Quería escribir a Una, también esta noche, pero ya no tendré tiempo. Léele esta carta y dile que en realidad es para ambas… para ustedes dos, muchachitas queridas, valientes, leales. Mañana, cuando trepemos la colina, pensaré en ustedes dos, en tu risa, Rilla-mi-Rilla y en la constancia de los ojos azules de Una… los veo muy claramente esta noche. Sí, ambas van a seguir teniendo confianza, estoy seguro de eso: tú y Una. Y entonces, buenas noches. Este amanecer, vamos a subir la colina.
Rilla leyó la carta varias veces. Había una luz nueva en su pálido rostro joven cuando por fin se puso de pie, entre las flores que Walter había amado, con el sol del otoño a su alrededor. Por el momento, al menos, se sentía elevada por encima del dolor y la soledad.

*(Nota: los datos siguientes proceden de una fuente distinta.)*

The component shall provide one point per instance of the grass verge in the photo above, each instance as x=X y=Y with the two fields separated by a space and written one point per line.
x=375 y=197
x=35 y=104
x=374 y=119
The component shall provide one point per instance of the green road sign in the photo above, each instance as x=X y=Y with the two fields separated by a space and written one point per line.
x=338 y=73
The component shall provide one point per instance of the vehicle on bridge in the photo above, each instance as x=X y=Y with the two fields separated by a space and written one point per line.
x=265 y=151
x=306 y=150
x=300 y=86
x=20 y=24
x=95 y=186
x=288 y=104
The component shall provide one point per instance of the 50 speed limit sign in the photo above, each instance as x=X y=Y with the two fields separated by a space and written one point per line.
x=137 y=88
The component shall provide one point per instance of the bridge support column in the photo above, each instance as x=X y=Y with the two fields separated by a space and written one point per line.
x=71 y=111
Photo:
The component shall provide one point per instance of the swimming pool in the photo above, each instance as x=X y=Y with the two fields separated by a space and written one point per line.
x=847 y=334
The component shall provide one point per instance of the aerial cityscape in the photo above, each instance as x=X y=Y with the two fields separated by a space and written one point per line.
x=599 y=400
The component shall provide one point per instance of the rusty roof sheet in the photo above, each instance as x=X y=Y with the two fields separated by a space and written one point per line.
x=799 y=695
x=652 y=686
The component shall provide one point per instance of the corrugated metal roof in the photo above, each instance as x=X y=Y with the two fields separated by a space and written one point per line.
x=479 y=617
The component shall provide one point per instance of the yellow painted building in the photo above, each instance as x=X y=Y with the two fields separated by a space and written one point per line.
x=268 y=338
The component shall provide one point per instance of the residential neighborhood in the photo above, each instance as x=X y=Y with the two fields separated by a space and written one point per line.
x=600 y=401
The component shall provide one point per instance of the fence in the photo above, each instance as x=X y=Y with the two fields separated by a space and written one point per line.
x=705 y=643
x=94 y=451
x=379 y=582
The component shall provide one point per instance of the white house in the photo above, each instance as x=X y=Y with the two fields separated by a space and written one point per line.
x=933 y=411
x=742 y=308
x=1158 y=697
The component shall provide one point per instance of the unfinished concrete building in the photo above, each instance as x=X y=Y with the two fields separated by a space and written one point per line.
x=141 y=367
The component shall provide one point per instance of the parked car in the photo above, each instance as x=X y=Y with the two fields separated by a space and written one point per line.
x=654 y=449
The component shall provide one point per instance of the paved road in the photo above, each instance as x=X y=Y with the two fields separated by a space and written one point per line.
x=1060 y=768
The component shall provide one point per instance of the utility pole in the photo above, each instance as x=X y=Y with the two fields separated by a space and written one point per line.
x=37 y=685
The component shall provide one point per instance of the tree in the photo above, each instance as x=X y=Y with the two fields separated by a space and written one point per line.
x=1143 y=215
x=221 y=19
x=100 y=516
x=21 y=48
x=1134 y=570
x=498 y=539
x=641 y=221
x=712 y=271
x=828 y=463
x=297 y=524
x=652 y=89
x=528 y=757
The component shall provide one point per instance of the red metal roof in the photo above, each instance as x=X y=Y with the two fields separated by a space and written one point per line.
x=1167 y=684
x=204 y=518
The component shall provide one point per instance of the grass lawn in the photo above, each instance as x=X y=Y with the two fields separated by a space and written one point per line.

—Claro que voy a seguir teniendo confianza, Walter —dijo con firmeza—. Y a trabajar, enseñar, aprender… y reír, sí, hasta reír con los años, gracias a ti y a lo que entregaste al mundo cuando seguiste el llamado del Gaitero.
Rilla quería guardar la carta de Walter como tesoro sagrado. Pero al ver la expresión en el rostro de Una cuando ésta la leyó y se la devolvió, tuvo una idea. ¿Sería capaz de hacerlo? No, no, no podría deshacerse de la carta de Walter… su última carta. No podía ser egoísmo guardarla. Una copia sería algo tan vacío. Pero Una… Una tenía tan poco… y sus ojos eran los ojos de una mujer herida en lo más profundo del corazón, una mujer que sabe que no debe llorar ni pedir compasión.
—Una, ¿te gustaría guardarte la carta? —preguntó, despacio.
—Sí… si tú pudieras dármela… —respondió Una con voz ahogada.
—Tómala, entonces —se apresuró a decir Rilla.
—Gracias —susurró Una. Fue lo único que dijo, pero algo en su voz hizo que Rilla se sintiera recompensada por el pequeño sacrificio.
Una tomó la carta y cuando Rilla se marchó, se la llevó a los labios. Ahora sabía que el amor jamás llegaría a su vida: estaba sepultado para siempre bajo el suelo ensangrentado de «algún sitio de Francia». Nadie más que ella —y quizá Rilla— lo sabrían. A ojos del mundo, no tenía derecho a llorar por Walter. Tendría que ocultarse y soportar su larga pena como mejor pudiese… a solas. Pero también ella mantendría la confianza y cumpliría con su deber.